Lord Acton’s had said: “Power tends to corrupt and absolute power corrupts absolutely” is true. Power — whether political, social, economic or religious — can either be used for welfare or warfare. While power is so frequently abused, power at the service of the common good can promote peace and prosperity for all.
“Power” and “authority” are used as synonyms. But, we could distinguish between the two. Power is deputed from outside, authority springs from within. Power is delegated, authority is cultivated.
Power can be translated as satta while authority refers to inner shakti. In the Indic tradition shakti is often seen as a divine energy that is creative, liberating and loving. Believers in all religions hold that some form of shakti or inner power inspires all beings.
Leaders who possess it are likely to lead others wisely. Conversely, those craving for satta tend to be fiercely competitive, if not crooked and corrupt in their dealings with others. Mahatma Gandhi is a fine example of one whose moral authority (shakti) decimated the power (satta) of the British Empire.
Speaking with divine authority on behalf of God, Jesus had challenged the “powerful” Roman governor, Pontius Pilate, who was arrogant about his power. Jesus said: “You would have no power over me unless it had been given to you from above.”
Today, we celebrate the feast of two outstanding saints: Peter and Paul. Jesus appointed Peter as head of the church and deputed him power to govern it.
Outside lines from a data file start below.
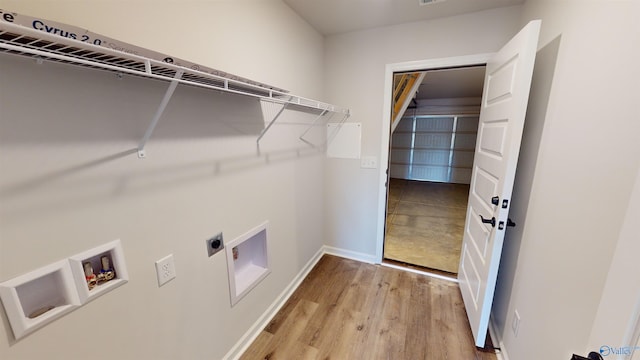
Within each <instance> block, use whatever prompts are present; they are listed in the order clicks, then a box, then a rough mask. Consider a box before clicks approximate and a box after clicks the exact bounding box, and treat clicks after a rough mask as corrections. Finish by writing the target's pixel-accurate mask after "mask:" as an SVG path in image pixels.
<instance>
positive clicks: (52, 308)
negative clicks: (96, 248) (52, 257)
mask: <svg viewBox="0 0 640 360" xmlns="http://www.w3.org/2000/svg"><path fill="white" fill-rule="evenodd" d="M0 298H2V303H3V304H4V308H5V310H6V312H7V317H8V318H9V322H10V323H11V328H12V329H13V335H14V336H15V338H16V339H19V338H21V337H23V336H24V335H26V334H28V333H30V332H32V331H34V330H36V329H38V328H40V327H42V326H44V325H46V324H48V323H50V322H52V321H53V320H55V319H57V318H59V317H61V316H62V315H64V314H66V313H68V312H71V311H73V310H74V309H75V308H77V307H79V306H80V298H79V297H78V292H77V290H76V287H75V284H74V281H73V275H72V273H71V268H70V265H69V261H67V260H63V261H59V262H56V263H53V264H51V265H47V266H45V267H42V268H40V269H38V270H35V271H32V272H29V273H27V274H24V275H22V276H18V277H16V278H13V279H11V280H8V281H5V282H3V283H2V284H0Z"/></svg>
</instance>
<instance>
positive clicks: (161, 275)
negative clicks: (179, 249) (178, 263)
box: [156, 254, 176, 286]
mask: <svg viewBox="0 0 640 360" xmlns="http://www.w3.org/2000/svg"><path fill="white" fill-rule="evenodd" d="M156 275H158V286H162V285H164V284H166V283H167V282H168V281H169V280H173V279H175V277H176V264H175V263H174V261H173V254H169V255H167V256H165V257H163V258H162V259H160V260H158V261H156Z"/></svg>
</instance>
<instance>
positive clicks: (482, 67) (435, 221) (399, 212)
mask: <svg viewBox="0 0 640 360" xmlns="http://www.w3.org/2000/svg"><path fill="white" fill-rule="evenodd" d="M413 71H415V70H413ZM422 73H424V76H423V77H422V81H421V84H420V85H419V86H418V87H417V92H416V94H415V96H414V97H413V98H412V100H411V102H410V104H409V105H408V106H407V107H406V111H405V112H404V114H403V115H402V116H401V117H399V119H398V120H397V121H396V123H395V124H393V126H391V123H393V119H391V120H390V127H389V128H390V130H391V129H393V130H391V131H390V148H389V151H388V154H387V155H388V163H389V178H388V195H387V197H386V199H385V200H386V201H385V210H386V218H385V232H384V250H383V259H384V262H387V263H389V262H391V263H393V264H396V265H404V266H409V267H414V266H417V267H419V268H421V269H426V270H428V271H431V272H436V273H441V274H444V275H454V276H455V274H457V272H458V266H459V262H460V254H461V251H462V238H463V233H464V224H465V216H466V209H467V199H468V194H469V183H470V181H471V172H472V165H473V158H474V151H475V142H476V137H477V128H478V119H479V112H480V104H481V99H482V89H483V83H484V73H485V66H484V65H482V64H481V65H477V64H472V65H471V64H470V65H468V66H455V67H446V68H436V69H433V68H432V69H425V70H424V71H422ZM393 76H394V82H395V83H397V82H398V81H397V79H398V78H399V77H400V76H401V75H400V73H399V72H394V74H393Z"/></svg>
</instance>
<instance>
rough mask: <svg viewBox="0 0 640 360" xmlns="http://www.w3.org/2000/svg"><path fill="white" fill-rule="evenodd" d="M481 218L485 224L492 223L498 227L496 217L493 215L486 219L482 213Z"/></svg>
mask: <svg viewBox="0 0 640 360" xmlns="http://www.w3.org/2000/svg"><path fill="white" fill-rule="evenodd" d="M480 220H482V223H484V224H491V227H496V217H495V216H494V217H492V218H491V219H485V218H483V217H482V215H480Z"/></svg>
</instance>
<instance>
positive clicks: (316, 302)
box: [241, 255, 496, 360]
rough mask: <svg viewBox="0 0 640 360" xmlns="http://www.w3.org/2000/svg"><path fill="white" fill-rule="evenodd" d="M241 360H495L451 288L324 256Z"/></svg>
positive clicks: (456, 286)
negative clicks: (472, 324) (426, 359)
mask: <svg viewBox="0 0 640 360" xmlns="http://www.w3.org/2000/svg"><path fill="white" fill-rule="evenodd" d="M241 359H243V360H267V359H268V360H280V359H286V360H299V359H310V360H311V359H318V360H330V359H335V360H351V359H355V360H359V359H363V360H377V359H384V360H405V359H406V360H420V359H429V360H474V359H475V360H494V359H496V356H495V354H494V353H491V352H483V351H480V350H478V349H477V348H476V347H475V346H474V343H473V336H472V334H471V329H470V328H469V323H468V321H467V317H466V313H465V310H464V305H463V304H462V297H461V295H460V290H459V288H458V285H457V284H456V283H454V282H450V281H445V280H440V279H435V278H430V277H427V276H425V275H421V274H416V273H411V272H407V271H403V270H397V269H393V268H389V267H385V266H381V265H372V264H366V263H361V262H358V261H354V260H348V259H343V258H339V257H335V256H330V255H325V256H323V257H322V259H320V261H319V262H318V264H317V265H316V266H315V267H314V269H313V270H312V271H311V272H310V273H309V275H308V276H307V277H306V278H305V279H304V281H303V282H302V284H301V285H300V286H299V287H298V289H297V290H296V291H295V292H294V293H293V295H292V296H291V297H290V298H289V300H288V301H287V302H286V303H285V305H284V306H283V307H282V309H281V310H280V311H279V312H278V313H277V314H276V315H275V317H274V318H273V319H272V320H271V322H270V323H269V324H268V325H267V326H266V327H265V329H264V330H263V331H262V332H261V333H260V335H259V336H258V338H257V339H256V340H255V341H254V342H253V344H252V345H251V346H250V347H249V348H248V349H247V351H246V352H245V353H244V355H243V356H242V357H241Z"/></svg>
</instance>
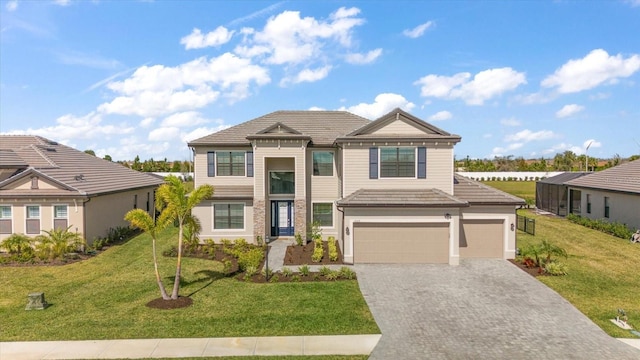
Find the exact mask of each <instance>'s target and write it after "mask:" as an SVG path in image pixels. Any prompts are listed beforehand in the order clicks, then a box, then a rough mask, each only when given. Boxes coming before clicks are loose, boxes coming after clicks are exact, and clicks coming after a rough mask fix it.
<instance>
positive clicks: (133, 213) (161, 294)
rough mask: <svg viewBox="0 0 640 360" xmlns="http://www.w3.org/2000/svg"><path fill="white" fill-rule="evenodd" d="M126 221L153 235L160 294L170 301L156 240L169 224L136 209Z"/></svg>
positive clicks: (155, 268)
mask: <svg viewBox="0 0 640 360" xmlns="http://www.w3.org/2000/svg"><path fill="white" fill-rule="evenodd" d="M156 205H157V204H156ZM124 219H125V220H127V221H128V222H129V223H130V224H131V226H134V227H137V228H139V229H141V230H142V231H144V232H146V233H148V234H149V235H151V245H152V248H153V268H154V270H155V273H156V282H157V283H158V287H159V288H160V294H161V295H162V298H163V299H164V300H169V299H170V298H169V295H167V290H166V289H165V288H164V284H163V283H162V278H161V277H160V272H159V271H158V256H157V255H156V239H157V236H158V233H159V232H161V231H162V230H164V228H166V227H167V225H169V222H167V221H165V222H160V221H158V222H156V221H154V220H153V219H152V218H151V216H150V215H149V213H147V212H146V211H144V210H142V209H134V210H131V211H129V212H127V213H126V214H125V216H124Z"/></svg>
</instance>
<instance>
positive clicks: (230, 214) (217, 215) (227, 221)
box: [213, 204, 244, 230]
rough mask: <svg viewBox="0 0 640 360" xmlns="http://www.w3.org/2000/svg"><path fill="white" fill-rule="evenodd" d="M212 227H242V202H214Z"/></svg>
mask: <svg viewBox="0 0 640 360" xmlns="http://www.w3.org/2000/svg"><path fill="white" fill-rule="evenodd" d="M213 228H214V230H218V229H244V204H214V205H213Z"/></svg>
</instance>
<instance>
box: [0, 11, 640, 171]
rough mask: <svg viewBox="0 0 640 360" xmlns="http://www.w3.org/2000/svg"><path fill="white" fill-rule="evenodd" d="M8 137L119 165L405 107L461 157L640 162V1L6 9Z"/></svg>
mask: <svg viewBox="0 0 640 360" xmlns="http://www.w3.org/2000/svg"><path fill="white" fill-rule="evenodd" d="M0 5H1V7H0V132H2V133H5V134H6V133H8V134H37V135H41V136H44V137H47V138H50V139H53V140H57V141H60V142H63V143H65V144H67V145H70V146H73V147H75V148H77V149H80V150H85V149H93V150H94V151H95V152H96V154H97V155H99V156H104V155H106V154H109V155H111V156H112V158H113V159H114V160H125V159H133V158H134V157H135V156H136V155H139V156H140V158H141V159H148V158H151V157H153V158H154V159H162V158H165V157H166V158H167V159H169V160H185V159H188V158H189V150H188V148H187V145H186V142H187V141H189V140H192V139H195V138H198V137H201V136H205V135H207V134H209V133H212V132H214V131H218V130H220V129H223V128H226V127H229V126H232V125H235V124H238V123H241V122H244V121H247V120H250V119H253V118H255V117H258V116H261V115H264V114H267V113H270V112H272V111H276V110H309V109H325V110H348V111H351V112H353V113H356V114H359V115H361V116H364V117H366V118H369V119H375V118H377V117H378V116H381V115H383V114H385V113H386V112H388V111H390V110H391V109H393V108H395V107H401V108H403V109H405V110H407V111H409V112H411V113H413V114H414V115H416V116H417V117H419V118H421V119H423V120H425V121H427V122H430V123H432V124H434V125H435V126H438V127H440V128H442V129H444V130H446V131H449V132H451V133H455V134H458V135H461V136H462V142H461V143H459V144H458V145H457V146H456V148H455V153H456V157H457V158H463V157H466V156H470V157H471V158H493V157H494V156H507V155H513V156H516V157H517V156H524V157H525V158H539V157H541V156H544V157H547V158H549V157H552V156H553V155H555V154H556V153H558V152H563V151H565V150H572V151H574V152H575V153H577V154H583V153H584V152H585V149H586V147H587V145H589V144H591V146H590V148H589V150H588V154H589V156H597V157H601V158H610V157H612V156H614V155H615V154H619V155H620V156H622V157H627V156H630V155H633V154H639V153H640V35H639V34H640V0H620V1H575V2H574V1H526V2H525V1H486V2H484V1H470V2H464V1H454V2H451V1H446V2H445V1H427V2H418V1H375V2H374V1H351V2H349V1H323V2H312V1H281V2H264V1H233V2H231V1H159V0H158V1H149V0H147V1H125V0H122V1H102V0H96V1H79V0H78V1H74V0H56V1H46V0H41V1H22V0H18V1H7V0H0Z"/></svg>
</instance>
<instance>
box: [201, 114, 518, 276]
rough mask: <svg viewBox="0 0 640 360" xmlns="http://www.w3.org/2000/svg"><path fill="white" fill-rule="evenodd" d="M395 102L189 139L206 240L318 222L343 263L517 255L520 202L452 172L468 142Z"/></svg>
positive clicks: (305, 234)
mask: <svg viewBox="0 0 640 360" xmlns="http://www.w3.org/2000/svg"><path fill="white" fill-rule="evenodd" d="M460 140H461V138H460V136H458V135H455V134H450V133H448V132H446V131H444V130H442V129H439V128H437V127H435V126H433V125H431V124H428V123H426V122H424V121H422V120H420V119H418V118H416V117H414V116H413V115H411V114H409V113H407V112H405V111H403V110H400V109H395V110H393V111H392V112H390V113H388V114H387V115H384V116H382V117H381V118H379V119H377V120H375V121H370V120H367V119H365V118H362V117H360V116H357V115H354V114H351V113H349V112H344V111H277V112H274V113H271V114H267V115H264V116H261V117H259V118H256V119H253V120H250V121H247V122H244V123H241V124H239V125H236V126H233V127H231V128H228V129H225V130H222V131H219V132H216V133H213V134H210V135H208V136H205V137H202V138H200V139H196V140H193V141H191V142H190V143H189V146H190V147H191V148H192V150H193V152H194V165H195V166H194V168H195V173H194V178H195V186H199V185H202V184H210V185H213V186H214V195H213V197H212V198H211V199H208V200H206V201H203V202H202V203H201V204H200V205H199V206H197V207H196V208H195V209H194V210H193V213H194V214H195V215H196V216H197V217H198V218H199V219H200V221H201V223H202V232H201V234H200V235H201V238H203V239H213V240H216V241H218V240H220V239H223V238H226V239H235V238H246V239H247V240H250V241H251V240H254V241H255V239H256V237H257V236H261V237H263V238H265V239H267V240H269V239H276V238H279V237H292V236H294V235H295V234H298V233H299V234H301V235H302V236H305V237H306V234H307V230H308V228H309V226H310V225H311V223H312V222H317V223H318V224H319V225H320V228H321V230H322V234H323V236H324V237H325V238H326V237H328V236H334V237H335V238H336V239H338V240H339V243H340V247H341V250H342V253H343V256H344V261H345V262H347V263H354V262H357V263H368V262H369V263H378V262H381V263H383V262H391V263H395V262H408V263H449V264H457V263H458V262H459V258H460V257H495V258H513V257H514V256H515V225H514V224H515V207H516V206H517V205H522V204H524V201H523V200H522V199H519V198H516V197H513V196H511V195H508V194H506V193H503V192H501V191H498V190H495V189H492V188H489V187H487V186H484V185H482V184H480V183H477V182H474V181H472V180H470V179H467V178H464V177H462V176H459V175H457V174H455V173H454V171H453V160H454V159H453V148H454V146H455V145H456V144H457V143H458V142H460Z"/></svg>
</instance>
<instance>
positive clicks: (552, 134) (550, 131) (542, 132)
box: [504, 129, 556, 143]
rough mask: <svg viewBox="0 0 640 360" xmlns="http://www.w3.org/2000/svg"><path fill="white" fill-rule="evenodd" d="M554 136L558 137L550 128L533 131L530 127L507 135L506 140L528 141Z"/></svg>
mask: <svg viewBox="0 0 640 360" xmlns="http://www.w3.org/2000/svg"><path fill="white" fill-rule="evenodd" d="M554 137H556V135H555V134H554V133H553V131H550V130H540V131H536V132H533V131H531V130H529V129H525V130H522V131H519V132H517V133H515V134H509V135H507V136H505V138H504V141H506V142H524V143H527V142H530V141H541V140H548V139H553V138H554Z"/></svg>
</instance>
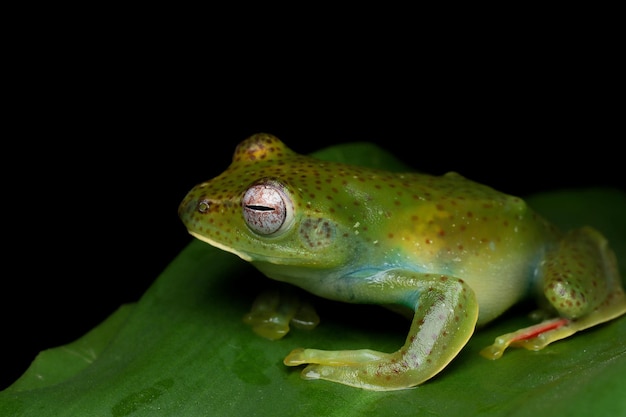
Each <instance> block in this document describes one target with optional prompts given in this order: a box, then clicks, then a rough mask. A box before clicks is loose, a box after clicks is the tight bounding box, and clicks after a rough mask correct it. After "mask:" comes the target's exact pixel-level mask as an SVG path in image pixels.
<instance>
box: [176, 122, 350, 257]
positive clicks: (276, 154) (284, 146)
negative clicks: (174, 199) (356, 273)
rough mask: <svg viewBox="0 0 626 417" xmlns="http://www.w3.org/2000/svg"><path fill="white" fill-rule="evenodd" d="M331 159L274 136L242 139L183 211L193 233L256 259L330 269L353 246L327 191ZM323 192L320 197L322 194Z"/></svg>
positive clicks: (188, 201)
mask: <svg viewBox="0 0 626 417" xmlns="http://www.w3.org/2000/svg"><path fill="white" fill-rule="evenodd" d="M324 171H328V169H327V164H326V163H324V162H322V161H320V160H317V159H313V158H309V157H306V156H301V155H298V154H296V153H295V152H293V151H291V150H290V149H289V148H287V147H286V146H285V145H284V144H283V143H282V142H281V141H280V140H279V139H278V138H276V137H274V136H272V135H268V134H257V135H254V136H252V137H250V138H248V139H246V140H245V141H243V142H242V143H240V144H239V145H238V146H237V148H236V150H235V154H234V156H233V161H232V163H231V165H230V166H229V167H228V168H227V169H226V171H224V172H223V173H222V174H221V175H219V176H217V177H215V178H213V179H212V180H209V181H207V182H204V183H201V184H198V185H197V186H196V187H194V188H193V189H192V190H191V191H190V192H189V194H187V196H186V197H185V199H184V200H183V201H182V203H181V204H180V207H179V210H178V213H179V216H180V217H181V219H182V221H183V223H184V224H185V226H186V227H187V229H188V231H189V233H191V234H192V235H193V236H195V237H196V238H198V239H200V240H202V241H204V242H207V243H209V244H211V245H213V246H216V247H218V248H220V249H223V250H226V251H228V252H232V253H234V254H236V255H238V256H239V257H241V258H242V259H244V260H246V261H250V262H261V263H265V262H269V263H272V264H279V265H292V266H306V267H316V266H317V267H320V268H329V267H333V266H336V265H341V264H345V262H346V261H347V259H348V257H349V256H351V254H353V253H354V249H353V248H352V249H351V246H353V245H348V244H347V242H346V237H347V236H348V235H349V230H348V229H349V226H347V225H345V224H341V223H340V222H337V221H335V220H334V219H333V214H332V213H333V212H334V211H335V209H334V208H331V206H330V205H329V204H328V199H326V198H325V196H324V195H322V193H323V191H320V190H321V184H322V183H323V182H324V179H323V178H321V177H323V176H324ZM316 193H317V196H316V195H315V194H316Z"/></svg>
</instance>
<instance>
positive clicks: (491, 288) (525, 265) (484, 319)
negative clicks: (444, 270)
mask: <svg viewBox="0 0 626 417" xmlns="http://www.w3.org/2000/svg"><path fill="white" fill-rule="evenodd" d="M526 265H527V264H526V263H521V264H520V265H508V266H507V268H497V267H491V268H488V269H487V270H483V271H482V272H481V273H480V274H469V275H466V276H463V275H459V276H458V277H459V278H462V279H463V280H464V281H465V282H467V283H468V284H469V286H470V287H471V288H472V289H473V290H474V293H475V294H476V299H477V300H478V322H477V323H476V324H477V326H481V325H483V324H486V323H488V322H490V321H491V320H493V319H495V318H496V317H498V316H500V315H501V314H502V313H504V312H505V311H506V310H508V309H509V308H511V307H512V306H513V305H515V304H516V303H518V302H519V301H521V300H523V299H524V298H525V297H526V296H527V295H528V293H529V289H530V282H531V280H530V279H529V277H530V275H531V274H530V272H529V271H528V270H527V269H528V268H527V267H526Z"/></svg>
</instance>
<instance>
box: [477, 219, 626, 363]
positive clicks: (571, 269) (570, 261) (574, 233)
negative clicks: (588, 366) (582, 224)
mask: <svg viewBox="0 0 626 417" xmlns="http://www.w3.org/2000/svg"><path fill="white" fill-rule="evenodd" d="M542 279H543V289H544V294H545V296H546V298H547V300H548V301H549V302H550V303H551V304H552V306H553V307H554V308H555V309H556V311H557V312H558V314H559V316H560V317H559V318H555V319H551V320H546V321H544V322H542V323H540V324H537V325H535V326H531V327H528V328H525V329H520V330H518V331H516V332H512V333H509V334H505V335H502V336H499V337H498V338H496V340H495V343H494V344H493V345H492V346H489V347H487V348H485V349H484V350H483V351H482V352H481V353H482V355H483V356H485V357H488V358H490V359H497V358H499V357H500V356H502V353H503V352H504V350H505V349H506V348H507V347H508V346H509V345H512V346H520V347H524V348H526V349H530V350H539V349H543V348H544V347H546V346H547V345H549V344H550V343H552V342H555V341H557V340H560V339H564V338H566V337H568V336H570V335H572V334H574V333H576V332H578V331H580V330H583V329H586V328H588V327H592V326H595V325H597V324H600V323H603V322H606V321H608V320H612V319H614V318H616V317H618V316H621V315H622V314H624V313H626V297H625V296H624V290H623V288H622V284H621V279H620V277H619V273H618V269H617V261H616V260H615V254H614V253H613V251H612V250H611V249H610V248H609V246H608V243H607V241H606V239H605V238H604V237H603V236H602V235H601V234H600V233H598V232H597V231H596V230H594V229H592V228H589V227H584V228H581V229H578V230H574V231H572V232H570V233H568V234H567V235H566V236H565V237H564V238H563V239H562V241H561V242H560V244H559V247H558V248H557V249H556V250H554V251H553V252H551V253H549V254H548V255H547V256H546V262H545V265H544V270H543V277H542Z"/></svg>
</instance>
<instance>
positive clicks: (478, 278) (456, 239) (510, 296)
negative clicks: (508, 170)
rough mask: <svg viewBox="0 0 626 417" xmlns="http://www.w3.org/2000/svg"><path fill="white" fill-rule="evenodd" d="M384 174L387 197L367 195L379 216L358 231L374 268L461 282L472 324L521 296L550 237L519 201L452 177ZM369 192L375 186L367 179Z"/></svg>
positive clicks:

Unfortunately, fear led Peter to deny Jesus during his Passion.
Paul, by contrast, was initially invested with power to persecute Christians. Although strikingly different in character and upbringing, their encounters with the Risen Christ transformed them totally. Their moral shakti made them the greatest of saints.
Whether you are the mainstay of a family, captain of a team, CEO of a company or President of a nation, strive to cultivate your spiritual shakti. Like an conductor of an orchestra, you will beget harmony.